Het verhaal van Elia’s tenhemelopneming spreekt in ieder geval tot de verbeelding. Het is zo’n machtig beeld, storm en wind en vuur van de hemel. Het is zelfs de inspiratiebron geweest voor een popsong, Go like Elijah van Chi Coltrane. We zullen het straks laten horen via de beamer want die klassieker kan vandaag natuurlijk niet ontbreken.

Het spreekt tot de verbeelding. De profeet, de godsman, die niet als een gewoon mens sterft in zijn bed, maar levend en wel wordt opgenomen in Gods hemel. Dat is Bijbels gezien een bijzonder voorrecht dat maar voor enkelen is weggelegd. Dan moet je wel een bijzonder iemand zijn, vertrouwd met de Heer, om zo aan je eind te komen. Ik zou er voor tekenen, zegt u, when I go, I want to go, like Elijah, I want to go.
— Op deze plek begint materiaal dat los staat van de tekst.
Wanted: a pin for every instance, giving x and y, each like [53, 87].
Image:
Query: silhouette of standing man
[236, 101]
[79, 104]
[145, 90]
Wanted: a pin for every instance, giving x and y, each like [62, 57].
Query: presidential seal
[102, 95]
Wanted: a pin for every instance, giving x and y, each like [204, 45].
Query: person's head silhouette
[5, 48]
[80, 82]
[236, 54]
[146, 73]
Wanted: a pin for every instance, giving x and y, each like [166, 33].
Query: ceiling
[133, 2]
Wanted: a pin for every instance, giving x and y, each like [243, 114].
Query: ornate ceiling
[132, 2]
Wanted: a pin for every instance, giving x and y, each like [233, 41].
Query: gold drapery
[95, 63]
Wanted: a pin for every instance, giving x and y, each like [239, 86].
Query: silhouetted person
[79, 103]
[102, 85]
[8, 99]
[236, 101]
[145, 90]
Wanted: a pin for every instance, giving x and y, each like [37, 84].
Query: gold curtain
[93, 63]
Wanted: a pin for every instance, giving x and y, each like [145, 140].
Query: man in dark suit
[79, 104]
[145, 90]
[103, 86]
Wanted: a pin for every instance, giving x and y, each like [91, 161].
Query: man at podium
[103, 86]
Toch zou ik vandaag uw aandacht willen vragen voor een ander aspect in dit wonderlijke verhaal. Iets dat misschien nog wel belangrijker is om de bijzondere boodschap te verstaan. Natuurlijk zegt die wonderlijke hemelvaart iets, over het belang van Elia en over zijn betekenis ook later in de geschiedenis voor het Joodse volk die doorgaat tot op de dag van vandaag. Elia als symbool voor de profeten, de profetische stem die steeds weer in elke generatie de mensen terugroept naar de kern, naar de woorden van God, naar het goede leven.
Maar we moeten ons niet blindstaren op het verblindende vuur.
Zoals wel vaker, ook in het gewone leven, moet je ook oog hebben voor het minder spectaculaire en dat wat minder opvalt want daar zit soms meer in dan oppervlakkig lijkt.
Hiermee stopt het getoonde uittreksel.